Tortuların gittikçe artan ağırlıklarından dolayı bastırıp üst mantoya ittiği okyanus kabuğu orada eridi. Erimiş taşlar Dünya’da görülen ilk volkanik etkinliklerle yeniden yükseldi ve tortuyla kimyasal tepkimeye girerek ilk graniti oluşturdu. Taşın düşük yoğunluğu nedeniyle, granit zamanla deniz yüzeyini aştı ve yanardağ kökenli olmayan ilk kara parçalarını oluşturdu. Okyanus kabuğunun kıyısında çatlaklar oluştu ve buna bağlı olarak, ada büyüklüğünde sağlam granit parçaları koparak dış mantoya doğru kaymaya başladı. Kimi taş parçaları çarpıştı ve birleşerek daha büyük kara parçalarını oluşturdu; diğerleri ise rüzgar ve yağmurun etkisiyle zaman içinde aşınarak yok oldu. Bunu yapan volkanik etkinlikler aynı zamanda yer kabuğunu parçalayarak büyük levhaları oluşturdu ve bu levhalar 400 milyon yıllık bir süreçte ilk büyük anakaramız olan Rodinya’yı oluşturdu. Rodinya oluştuğunda Dünya’da sıcaklık 30°C, gün uzunluğu ise 18 saat kadardı ve stromatolitler hava küreyi oksijenle doldurmayı sürdürüyordu.
Kartopu Dünya
Dünya’nın derinliklerinden gelen ısı enerjisi ilk büyük anakara olan Rodinya’yı zamanla oluşan levha sınırlarından parçalayıp ikiye böldü. Bu süreçteki volkanik etkinlik sonucu atmosfere salınan karbondioksit sonraki süreç olarak asit yağmurlarını başlattı. Asit yağmurlarıyla yeniden yeryüzüne dönen karbondioksit kayaçların içinde tutuldu ve atmosferde kalan az orandaki karbondioksit Güneş ısısını Dünya’da tutamadı ve ilk Buz Çağı’nın önünü açtı. Dünya bu dönemde bir kartopunu andırıyordu ve tüm gezegen 3 km kalınlığındaki bir buzul katmanın altında gömülü kaldı. Tüm yeryüzünü kaplayan buz katmanı Güneş ışığını yansıtma katsayısının yüksek olması nedeniyle aldığı Güneş ışığının neredeyse tümünü geri yansıtıyordu.
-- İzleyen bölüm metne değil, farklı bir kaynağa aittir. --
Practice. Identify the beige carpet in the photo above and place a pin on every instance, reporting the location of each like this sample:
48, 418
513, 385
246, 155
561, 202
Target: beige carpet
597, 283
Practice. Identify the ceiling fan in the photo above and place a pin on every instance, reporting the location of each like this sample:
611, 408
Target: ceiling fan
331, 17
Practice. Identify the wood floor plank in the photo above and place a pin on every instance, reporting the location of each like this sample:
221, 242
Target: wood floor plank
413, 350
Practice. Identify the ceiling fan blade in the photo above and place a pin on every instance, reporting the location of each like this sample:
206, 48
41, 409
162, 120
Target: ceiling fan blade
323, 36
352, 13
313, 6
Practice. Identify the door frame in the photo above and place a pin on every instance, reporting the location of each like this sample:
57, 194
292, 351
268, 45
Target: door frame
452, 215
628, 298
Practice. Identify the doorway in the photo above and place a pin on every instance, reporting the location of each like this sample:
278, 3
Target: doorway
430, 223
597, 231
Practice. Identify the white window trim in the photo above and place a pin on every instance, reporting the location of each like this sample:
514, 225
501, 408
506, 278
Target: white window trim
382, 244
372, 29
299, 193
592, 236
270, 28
Dünya bu dönemde soğuk bir kısır döngüye girmiş bulunmaktaydı. Yeryüzü soğudukça buzla kaplanıyor, buzla kaplandıkça daha da soğuyordu.
Dünya’yı kartopu durumundan kurtaransa yine iç kuvvetler olacaktı. Kartopu Dünya’yı parçalayan volkanik etkinlikler 15 milyon yıllık ilk buz çağını bitirecek kadar güçlüydü. 3 km’lik buz katmanının altında magmaya doğru bastırılan yer kabuğu, buzulların erimesiyle yeniden yükseldi ve buzun erimesiyle çok yüksek oranda oksijen atmosfere karıştı.
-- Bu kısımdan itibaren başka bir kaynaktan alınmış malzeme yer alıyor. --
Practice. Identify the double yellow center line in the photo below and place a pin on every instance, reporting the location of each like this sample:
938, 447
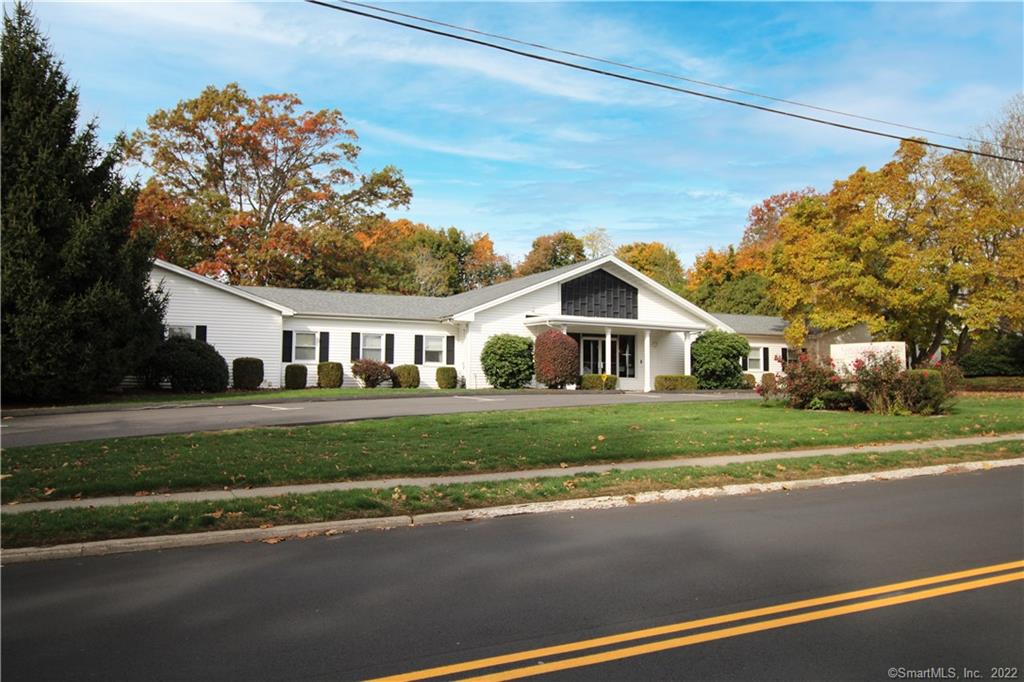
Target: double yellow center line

İlk buz çağını atlatan, atmosferi oksijenle dolan ve buzulların çekildiği alanlarda ortaya çıkan karalarıyla Dünya artık çok hücreli canlı yaşamına oldukça uygun bir yer durumuna geldi. Bundan sonrası Dünya’nın gerçek anlamıyla canlı öyküsü olacak.